The vast majority of retirement plan projections are overly optimistic because they're based on incorrect or outdated assumptions.

May 1 2002

As financial planners, our goal is to provide clients with realistic retirement projections. However, my research shows that current models with straight-line growth do not achieve this goal. Adding some randomness to the model, such as the Monte Carlo simulation, is a step in the right direction, but it's still far short of what historic evidence suggests.

Retirement planning software helps us to prepare a projection of asset values into future years. In doing so, we input several assumptions, such as investing a certain amount periodically, retiring at a certain age, withdrawing a certain amount of income from this portfolio after retirement, and so on. Similar retirement calculators are available from financial institutions.

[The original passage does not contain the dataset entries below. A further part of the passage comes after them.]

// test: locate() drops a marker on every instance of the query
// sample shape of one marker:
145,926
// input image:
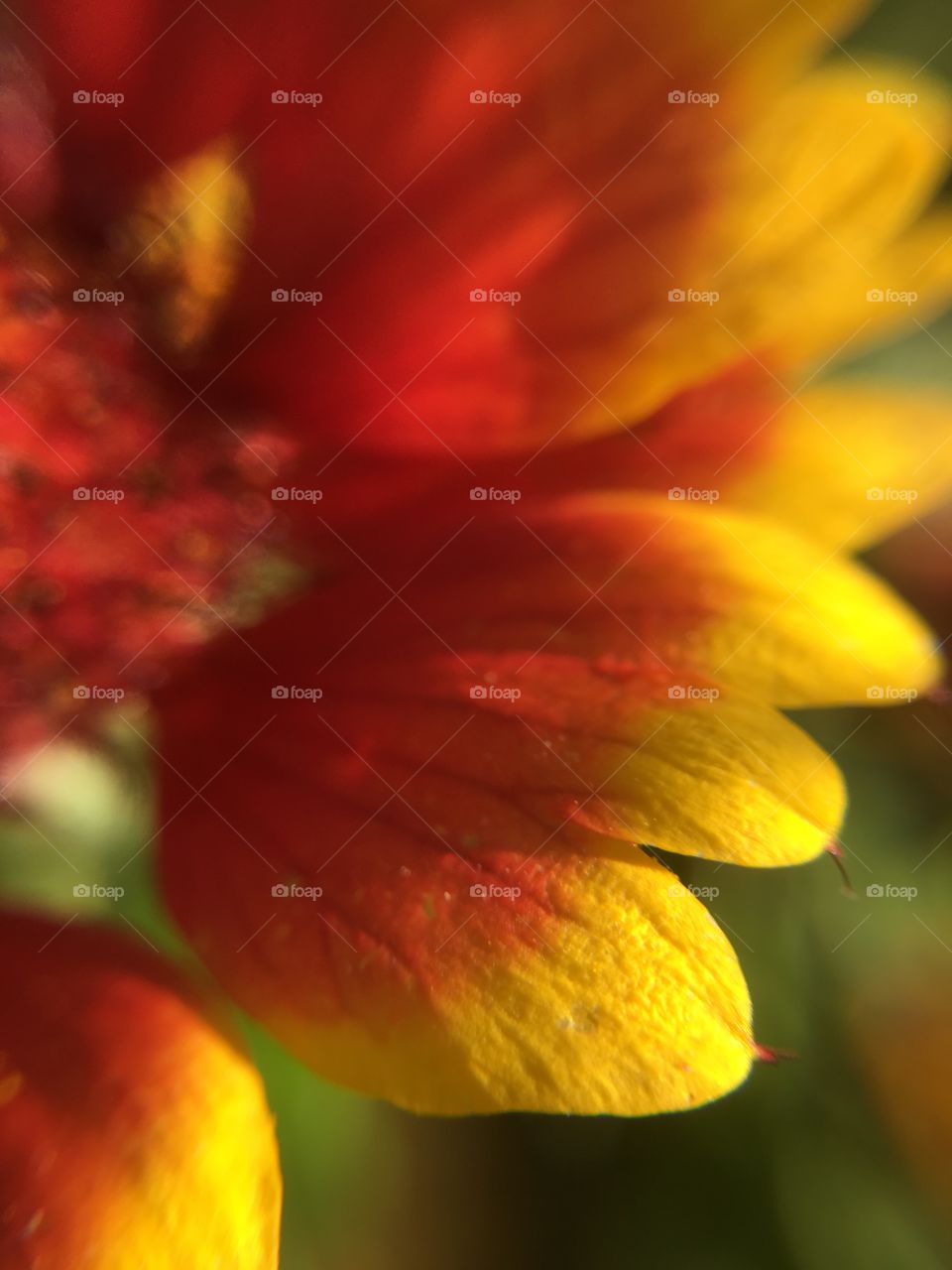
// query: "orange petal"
134,1134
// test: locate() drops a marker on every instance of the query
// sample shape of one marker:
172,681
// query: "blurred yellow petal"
134,1133
883,451
184,238
809,218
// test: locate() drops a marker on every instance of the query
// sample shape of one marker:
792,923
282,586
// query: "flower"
431,448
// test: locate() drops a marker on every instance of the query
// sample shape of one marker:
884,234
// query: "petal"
817,195
674,583
132,1133
884,451
502,974
846,462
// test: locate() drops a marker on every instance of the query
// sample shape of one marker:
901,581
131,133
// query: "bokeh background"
842,1157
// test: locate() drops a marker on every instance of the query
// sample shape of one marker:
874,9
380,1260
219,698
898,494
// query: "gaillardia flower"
426,409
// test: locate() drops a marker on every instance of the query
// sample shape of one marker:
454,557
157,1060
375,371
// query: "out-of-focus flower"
507,309
132,1129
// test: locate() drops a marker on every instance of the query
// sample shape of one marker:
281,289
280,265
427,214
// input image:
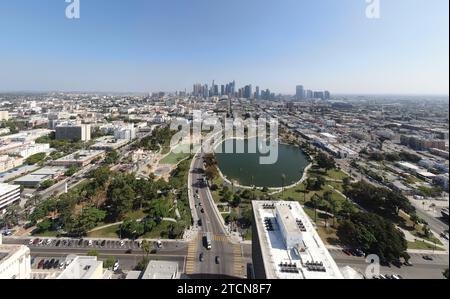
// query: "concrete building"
9,194
34,179
73,132
9,162
80,158
286,244
161,270
85,267
15,262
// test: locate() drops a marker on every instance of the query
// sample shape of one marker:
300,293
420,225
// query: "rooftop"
291,249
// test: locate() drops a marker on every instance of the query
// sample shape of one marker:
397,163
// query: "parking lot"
85,244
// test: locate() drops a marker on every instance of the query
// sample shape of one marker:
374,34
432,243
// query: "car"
347,252
116,266
61,265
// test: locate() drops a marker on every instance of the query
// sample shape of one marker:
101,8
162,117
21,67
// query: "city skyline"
168,46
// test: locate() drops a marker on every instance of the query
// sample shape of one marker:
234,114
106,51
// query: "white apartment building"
8,195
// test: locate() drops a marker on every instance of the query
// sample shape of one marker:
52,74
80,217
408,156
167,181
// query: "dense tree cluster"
374,235
381,201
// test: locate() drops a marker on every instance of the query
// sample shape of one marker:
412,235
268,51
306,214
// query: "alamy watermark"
261,135
73,9
373,9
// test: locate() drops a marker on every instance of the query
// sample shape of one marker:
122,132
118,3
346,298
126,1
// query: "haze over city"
144,46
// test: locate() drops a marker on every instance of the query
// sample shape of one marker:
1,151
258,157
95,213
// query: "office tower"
300,93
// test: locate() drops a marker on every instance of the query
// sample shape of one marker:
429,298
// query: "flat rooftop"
309,259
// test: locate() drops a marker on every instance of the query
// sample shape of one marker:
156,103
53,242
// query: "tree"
120,198
318,184
326,162
109,263
132,229
44,225
374,235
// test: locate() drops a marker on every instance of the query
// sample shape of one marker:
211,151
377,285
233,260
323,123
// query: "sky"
168,45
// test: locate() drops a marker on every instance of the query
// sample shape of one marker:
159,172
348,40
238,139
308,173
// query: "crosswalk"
219,238
239,269
191,257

For the do-it-yourselfers, there are plenty of websites that offer such calculators as well.

These calculators produce a report outlining a financial plan, including a graph showing projected asset growth over time. Typically, it may look similar to the graph shown in Figure 1. Note: For this article, I made the following assumptions: 1) the initial withdrawal rate is 6% during the first year of retirement; 2) the withdrawal amount is adjusted each year for inflation. The average inflation between 1900 and 1999 was 3.5%, and that is what I used in this projection; and 3) the portfolio grows at 8% each year. I am assuming a conservative asset mix of 60% fixed-income and 40% equities. The portfolio is rebalanced each year.

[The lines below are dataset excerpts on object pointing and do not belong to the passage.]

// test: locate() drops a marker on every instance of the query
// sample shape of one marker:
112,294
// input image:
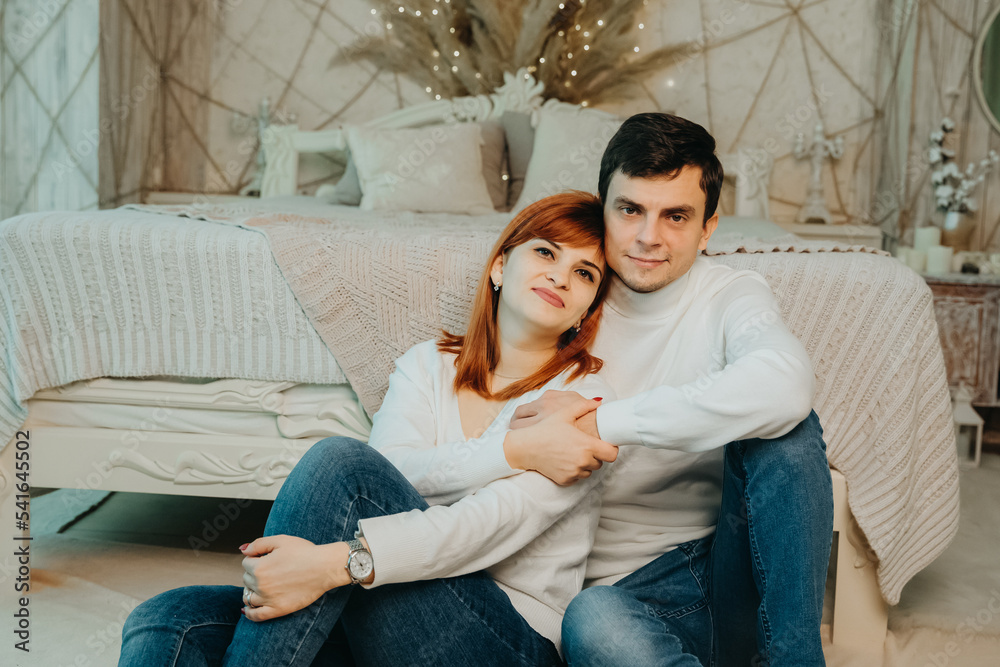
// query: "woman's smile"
550,296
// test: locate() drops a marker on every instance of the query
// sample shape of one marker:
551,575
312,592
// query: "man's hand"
286,574
556,436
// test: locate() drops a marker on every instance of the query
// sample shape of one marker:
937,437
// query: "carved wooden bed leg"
860,615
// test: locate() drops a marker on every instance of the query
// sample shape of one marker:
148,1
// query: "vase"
957,230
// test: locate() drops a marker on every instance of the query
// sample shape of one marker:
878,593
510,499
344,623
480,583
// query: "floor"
88,577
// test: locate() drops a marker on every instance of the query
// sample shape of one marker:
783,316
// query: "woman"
443,426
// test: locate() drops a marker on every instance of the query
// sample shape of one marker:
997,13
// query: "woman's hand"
556,435
286,574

After reviewing Figure 1, you would be relieved to see that your client's portfolio will likely outlast her. Thanks to you, her planner, she is confident about her finances after retirement. Right?

Wrong!

Let's make two small changes to my previous assumptions and see what happens. Instead of the "average" growth rate for the equity markets, I use the actual growth rate. In this case, I use the Dow Jones Industrials Average between 1900 and 1999. Looking forward, I add the prevailing average dividend yield of 1.5% to the historic Dow returns to arrive at the total return for equities in my portfolio. Also, instead of using "average" inflation, I use the actual inflation between 1900 and 1999.

Now look at Figure 2. Each one of the black lines on the graph shows the portfolio value if one retired at the beginning of 1900, 1901, 1902 and so on until 1979. They cover all retirement years with at least 20 years of history, all years between 1900 and 1999.

For comparison purposes, the red line shows the projection of the "standard" retirement plan as shown in Figure 1. Since I am only interested in what happens to the portfolio value after retirement, I used the portion of the projection that relates to after retirement in Figure 1.

There are seventy 30-year time periods in 100 years. It is interesting to note that after 30 years, in only seven times out of 70 did the real-life portfolio beat the standard retirement plan projection. In 63 times out of 70, the standard retirement plan was too optimistic.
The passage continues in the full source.